Free as in Shakespeare

2006.02.18

Guest post by Mahangu Weerasinghe

It’s just after four am, and I’m taking a little breather to really wake up before I hit the books. My freshman finals are coming up, and one of the harder exams I’ll be sitting for this month is Elizabethan Drama. For this course, we studied five plays - one Marlowe, four Shakespeare.

One major problem I came across while preparing for this paper is the lack of reputed sources. Apart from a few lectures by Bradley and Hazlitt at Gutenberg, there is very little else out there.

Of course, there are many, many sites that offer notes on the plays, and although these are useful, one can’t really use them since, at this level of English, you are expected to cite your sources with page numbers, even after examination questions.

The sad thing is that, out of so many recognised scholars, it is possible only to find the work of two available freely online. Many of these gentlemen have long since passed away, and their work should have passed in to the public domain.
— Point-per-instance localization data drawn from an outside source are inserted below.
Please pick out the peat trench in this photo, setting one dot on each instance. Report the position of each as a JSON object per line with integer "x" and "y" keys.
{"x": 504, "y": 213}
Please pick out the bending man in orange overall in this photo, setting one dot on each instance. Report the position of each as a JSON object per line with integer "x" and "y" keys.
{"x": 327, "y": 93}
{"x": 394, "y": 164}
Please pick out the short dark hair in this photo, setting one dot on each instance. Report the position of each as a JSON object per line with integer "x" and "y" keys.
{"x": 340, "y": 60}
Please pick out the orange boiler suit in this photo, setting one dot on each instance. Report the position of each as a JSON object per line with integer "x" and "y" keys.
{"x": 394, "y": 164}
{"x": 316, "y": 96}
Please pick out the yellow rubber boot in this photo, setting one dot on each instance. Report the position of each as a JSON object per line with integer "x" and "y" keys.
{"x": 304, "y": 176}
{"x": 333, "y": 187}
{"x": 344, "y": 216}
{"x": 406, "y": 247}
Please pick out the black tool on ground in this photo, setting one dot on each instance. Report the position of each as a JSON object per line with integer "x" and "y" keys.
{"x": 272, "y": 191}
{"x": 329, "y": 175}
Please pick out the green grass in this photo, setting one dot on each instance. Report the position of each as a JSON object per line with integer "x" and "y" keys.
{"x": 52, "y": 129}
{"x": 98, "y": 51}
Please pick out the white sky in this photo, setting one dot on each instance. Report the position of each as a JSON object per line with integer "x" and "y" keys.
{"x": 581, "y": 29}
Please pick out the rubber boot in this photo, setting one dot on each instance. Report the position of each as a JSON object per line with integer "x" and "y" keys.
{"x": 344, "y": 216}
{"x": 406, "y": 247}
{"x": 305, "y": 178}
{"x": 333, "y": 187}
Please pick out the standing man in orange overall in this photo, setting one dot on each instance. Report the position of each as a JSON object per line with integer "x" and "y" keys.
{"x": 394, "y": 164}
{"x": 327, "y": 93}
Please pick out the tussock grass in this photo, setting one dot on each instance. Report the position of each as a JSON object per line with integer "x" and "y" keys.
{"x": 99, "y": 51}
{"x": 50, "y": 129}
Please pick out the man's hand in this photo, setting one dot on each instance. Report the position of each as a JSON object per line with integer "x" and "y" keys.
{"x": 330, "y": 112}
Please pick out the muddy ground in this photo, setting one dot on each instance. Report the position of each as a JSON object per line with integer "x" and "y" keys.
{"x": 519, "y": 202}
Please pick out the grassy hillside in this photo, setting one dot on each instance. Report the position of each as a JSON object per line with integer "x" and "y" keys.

No doubt, all these critics have benefactors or associations somewhere, who are re-printing their work and making a good deal of money off them. Really, I have no problem with that. My problem arises when I can’t find any of these re-prints.

Did I check in local libraries? Yes, and to no avail. It’s pretty difficult to compete with a whole batch of English students for one or two copies of a book. Often, many of these works are missing anyway - removed years earlier by some ungrad who loved the language too much to let go. :)

Unlike maths or physics, in a course like Elizabethan Drama, there are no text books. It all boils down to what you find, and this in turn, often comes down to chance.

Men at some time are masters of their fates:
The fault, dear Brutus, is not in our stars,
But in ourselves, that we are underlings.
- Julius Caesar, Act I, sc. ii (139 - 141) - Cassius

Call me utopian, but I believe that knowledge as ancient, and as widely used as this should be made, at least in part, freely available. Adams, Boas, Coleridge - where are ye?

Permanent Link | Filed under: Life, Thoughts


2 Comments

Comments Feed

  1. SweetIdiot

    February 20th, 2006 at 11:30 am

    was doing a bit of research on the same topic…thought these links might help with the ‘original’ sources…GOOD LUCK!

    http://www.bartleby.com/60/203.html
    http://ise.uvic.ca/Foyer/resources.html
    http://www.questia.com/library/music-and-performing-arts/elizabethan-drama.jsp
    http://janus.lib.cam.ac.uk/db/node.xsp?id=EAD%2FGBR%2F0272%2FPP%2FRCB%2F4%2FP

  2. Mahangu

    February 20th, 2006 at 8:13 pm

    Thanks for the links. :) Questia is one resource I totally forgot about, so thanks for that especially. For some reason though, the wierd lightbox like window they put across the page seems to dislike firefox, making it very sluggish (or FF seems to dislike it, whatever way you wanna look at it). :)

    Good luck with your research too. I think the best bet for us is to find someone with access to JSTOR.